Я хотела возразить, что сильные женщины не позволяют мужьям вытирать о себя ноги, но промолчала. Не время для таких разговоров.
– А где папа? – спросила Ольга, оглядываясь по палате, словно ожидая увидеть его в углу.
Я помедлила с ответом. Как объяснить дочери, что ее отец принял известие о моей аварии как досадную помеху в графике?
– Он… у него важные переговоры. Обещал приехать.
– Переговоры? – голос Ольги стал резким. – Мам, у тебя перелом позвоночника! Какие переговоры могут быть важнее?
– Оля, не надо, – попросила я. – Он работает на нашу семью…
– На какую семью? – она вскочила со стула, и в ее глазах загорелся огонь, который я хорошо знала. Ольга была покладистым ребенком, но когда дело касалось несправедливости, она становилась настоящей львицей. – Мам, когда он в последний раз интересовался, как дела у меня в университете? Когда последний раз помнил про твой день рождения без напоминаний?
Я молчала, потому что нечего было ответить. День рождения в прошлом году он действительно забыл. Вспомнил только вечером, когда увидел торт на столе, и небрежно сказал: «А, точно, поздравляю». Подарком стала банковская карта с суммой, которую он счел достаточной для самостоятельной покупки «чего-нибудь нужного».
– Ольга, он много работает…
– Мам, хватит его оправдывать! – она села обратно, взяла мои руки в свои. – Я же вижу, что происходит. Думаешь, я слепая? В последний год, когда приезжаю домой, он даже не спрашивает, как дела. Максимум – кивок головой и вопрос о стипендии. А ты… ты стала какой-то грустной. Потухшей.

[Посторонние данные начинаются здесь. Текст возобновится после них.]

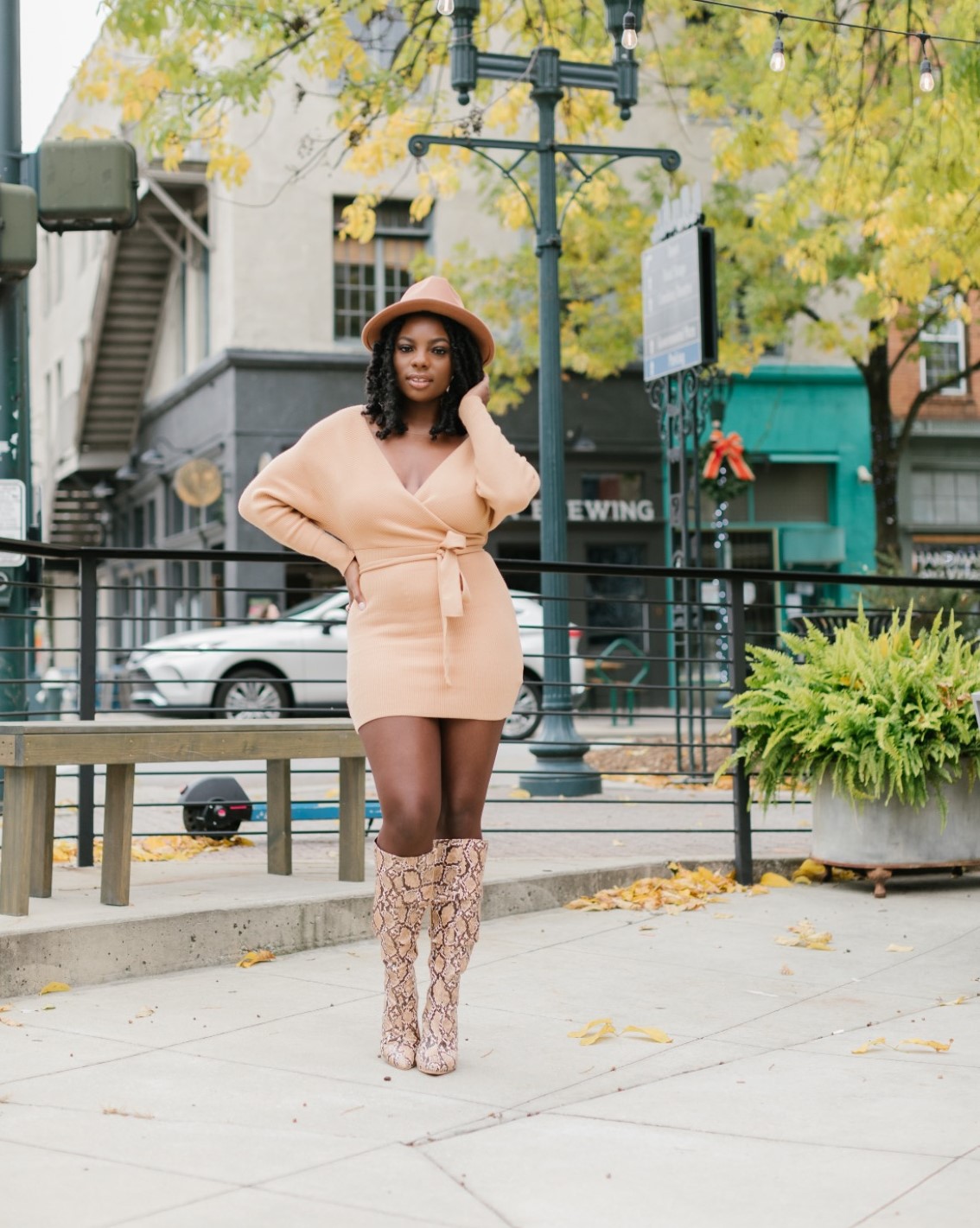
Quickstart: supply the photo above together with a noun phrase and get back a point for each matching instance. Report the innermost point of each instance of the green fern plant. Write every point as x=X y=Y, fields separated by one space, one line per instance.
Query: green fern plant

Потухшей. Точное слово. Когда-то я горела – планами, мечтами, любовью к мужу. А потом огонь начал затухать, и я даже не заметила, когда остались только угольки.
– Оленька…
– И эта его работа, которая вдруг стала важнее семьи, – продолжала дочь. – Мам, когда я звонила тебе на прошлой неделе, ты плакала. Думаешь, я не слышала? А когда спросила, что случилось, ты сказала «устала». Но это была не усталость, правда?
Я молчала, не зная, что ответить. Да, я плакала тогда. После того как нашла в кармане его пиджака визитку ресторана с записью «столик на двоих, 20:00» его почерком. В тот день он сказал мне, что работает допоздна.
– Не говори так про папу, – слабо попросила я.
– А что говорить? – в голосе дочери была боль. – Мам, я тебя люблю. Ты лучшая мать в мире, ты всегда была рядом, всегда поддерживала. А он… он появляется в нашей жизни, когда ему удобно.
Дверь палаты скрипнула, и я обернулась, надеясь увидеть медсестру. Но в проеме стоял Володя.
Он выглядел усталым – мятый костюм, небритые щеки, красные глаза. В руках – не цветы, как я тайно надеялась, а коробка из какого-то дорогого магазина техники.
– Привет, – сказал он, неловко остановившись у порога. – Как дела?
Вопрос прозвучал так, словно он интересовался погодой.
– Папа, – Ольга поднялась со стула, и в ее голосе не было даже намека на радость. – Наконец-то.
– Ольга, ты здесь? – он удивился, словно присутствие дочери у постели больной матери было чем-то неожиданным. – А учеба?